The first leg of our troika was removed easily enough;
Courage is a mercurial thing, waxing and waning
As frequently as the tides--or, perhaps more accurately,
It is like the doomed cell hosting a virus,
Left a barren husk of its former self once the germ
Has gone about its business and moved on.
In any case, he has happily cast off the burden of leadership
So often and unwisely fixed upon our martial heroes,
Content to appear at parades and other events of state,
Answering the roar of the mob in an almost authentic manner
(Though just barely perceptibly less so each year),
Living testament to the notion
That it is easier to be lionized than to live as the lion.
I had convinced myself that a two-headed regime
Would be perfectly workable,
That I could be the yin to the yang
Of my erstwhile alloy colleague
(The intoxicant of power
So dulling my senses that I could believe such nonsense),
The contemplative man of thought acting as a counterweight
To the fiery man of action, the man of the blade.
I had somehow presupposed
(Such was the vastness of my delusion)
That my old brother-in-arms would defer
To the appeal of painstaking analysis and meticulous planning;
It was if I had forgotten that, provided with the genie-like largesse
Of the acquisition of anything he desired, he’d asked for a heart,
As if there wasn’t enough sturm und drang taking place
In that miniature steam boiler of a chest!
While I had buried myself in charts and task-force reports,
He had enmeshed himself in consolidating power.
When his yeomen, huge-hatted and well-armed
Came to my suite of offices to place me under arrest,
I was, at my core, not particularly surprised.
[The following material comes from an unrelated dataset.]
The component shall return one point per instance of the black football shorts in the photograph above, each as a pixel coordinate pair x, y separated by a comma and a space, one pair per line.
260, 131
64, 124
To parrot the line of so many of those who have shared a fate
Much worse than my own,
I am well treated by my caretakers-***-captors;
My living quarters are comfortable enough,
And I can read, write, and research at my leisure,
Provided I don’t attempt to transmit any of it
To the outside world.
Beyond the boundaries of this small compound,
I am a non-person; neither my name nor image
Has appeared in the pages of the Daily Ozmapolitan
For several years now, and it is whispered
(With the full knowledge and abetment of the current elite)
That I am, in fact, gravely ill if not dead.
I could, I suppose, rage against my confinement,
Shout my grievances and pronouncements against autocracy
To the heavens, but my cottage and the outbuildings
Lie in a thickly forested place, and it has not escaped my notice
That all of these structures are built entirely from wood.
No matter, then; I am the victim, first and last,
Of my own foolishness, my own inability
To resist the nectar of power, the ambrosia of command.
I, of all people, believing the road could run both ways!